Face à un système surchargé et aux risques de violence liés aux pathologies psychiatriques, les stratégies mises en place réduisent les événements graves, apaisent de nombreuses situations et préservent la qualité des soins. La formation des collaboratrices et collaborateurs reste une priorité, comme le renforcement des approches préventives en santé mentale, afin d’éviter que la violence ne devienne le seul mode d’expression lorsqu’une hospitalisation s’impose.
Qu'en est-il aux urgences somatiques du CHUV?
Nous observons également une recrudescence d’actes d’incivilité, de violence verbale ou physique aux urgences du CHUV. Un grand nombre de ces situations est lié à un contexte psychiatrique ou à un abus de substances. Plus inquiétantes sont les manifestations d’agressivité ou de violence liées à la détresse, l’angoisse ou la frustration des patient·es ou de leurs proches, qui s’inquiètent ou doivent attendre durant leur prise en charge.

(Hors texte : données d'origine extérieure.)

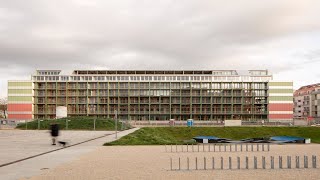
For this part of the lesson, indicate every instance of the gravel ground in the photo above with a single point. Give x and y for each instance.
(153, 162)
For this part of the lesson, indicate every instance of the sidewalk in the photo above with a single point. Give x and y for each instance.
(37, 165)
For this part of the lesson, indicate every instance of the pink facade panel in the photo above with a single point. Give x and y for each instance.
(20, 107)
(281, 107)
(280, 116)
(19, 116)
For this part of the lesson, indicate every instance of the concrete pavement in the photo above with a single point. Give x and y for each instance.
(37, 165)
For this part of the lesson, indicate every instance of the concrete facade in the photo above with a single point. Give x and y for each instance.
(162, 95)
(306, 102)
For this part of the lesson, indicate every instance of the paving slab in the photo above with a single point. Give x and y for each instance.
(35, 166)
(19, 144)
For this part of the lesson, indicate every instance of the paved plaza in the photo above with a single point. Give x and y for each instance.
(19, 144)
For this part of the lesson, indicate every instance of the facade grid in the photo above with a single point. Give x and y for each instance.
(154, 95)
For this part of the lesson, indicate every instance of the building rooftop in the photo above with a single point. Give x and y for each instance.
(174, 72)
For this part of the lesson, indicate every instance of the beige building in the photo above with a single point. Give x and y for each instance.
(315, 104)
(306, 99)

Adapter les urgences à une réalité en mutation
Le Service des urgences a mis en place plusieurs stratégies pour s’adapter à cette évolution. Il dispose d’agents de sécurité 24h/24, formés à la prise en charge de patient·es. Le personnel médico-soignant est également sensibilisé et formé à la prise en soins des patient·es à risque de violence ou violent·es. Un travail est fait pour informer les patient·es sur le parcours de soins ou les délais d’attente, et disposer de conditions d’accueil et d’attente favorables: accès au wifi, chargeurs de smartphone, espace de collation. Pour les patient·es présentant dès le préhospitalier un état d’agitation majeur, nous disposons depuis fin 2021 d’une filière dédiée, permettant de les accueillir de manière sécurisée (170-200 cas/an). Le service des urgences est le reflet de notre société: si la violence augmente, les médecins en cabinet, comme l’ensemble des professions en contact avec des patient·es, en font également l’expérience. L’incertitude et l’angoisse face à l’avenir sont des catalyseurs de comportements violents. Une partie de ces éléments peut être améliorée et nous poursuivons nos efforts en ce sens.
La « bulle » « urgence » supposée « salvatrice » autant en médecine qu’en psychiatrie est l’ultime lieu d’adresse pour un sujet en déshérence qui n’est plus « sujet » nulle part! Si une « société » (?!), fabrique des « non sujets », aucune « urgence » ne pourra traiter les causes sociétales mais elle pourra au « un par un » proposer des solutions respectueuses adaptées hors « comptage » d’efficacité ! Une goutte d’eau mais…à la fin, un océan! Parole de psychiatre, 45 ans d’exercice!